I think that the fact that these stories were told at all are really important. So many politics surround the hair of women of color. From the “ethnic” hair aisles at the grocery stores, to documentaries about how much time and effort black women put into their hair.
I can’t really speak for other brown girls, but, for me, hair is something that has been ingrained to be as vital to being a woman as actually identifying as one. And I’m pretty hesitant to do anything with my locks.

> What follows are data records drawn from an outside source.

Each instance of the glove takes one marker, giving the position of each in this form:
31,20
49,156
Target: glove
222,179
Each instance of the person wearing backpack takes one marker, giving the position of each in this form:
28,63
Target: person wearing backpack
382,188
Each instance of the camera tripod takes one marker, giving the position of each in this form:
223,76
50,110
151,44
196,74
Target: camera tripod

While I’ve been drooling over and pinning countless pics of pastel hair, I’m not sure if I will ever be ready to endure the painful bleach and then the reactions after my head is complete. I do know that every little step is something, and I will probably be ordering light pink hair chalk off of Etsy tonight.
From hair relaxers, to pixie cuts – I think that the hair on your head is just as important to talk about in feminist circles as the hair on your body. How many times are black women condemned for conforming (or not) to Eurocentric beauty standards? I know that in Afro-Latino communities, as Mason says when interviewed by Korn, pelo bueno (good hair) and pelo malo (bad hair) are things that are often discussed. Thanks to colonization, I’m sure we can guess what that refers to.
I invite everyone to think about hair; their hair, the hair of others. I want people to ask themselves what it means for them and how that differs for everyone.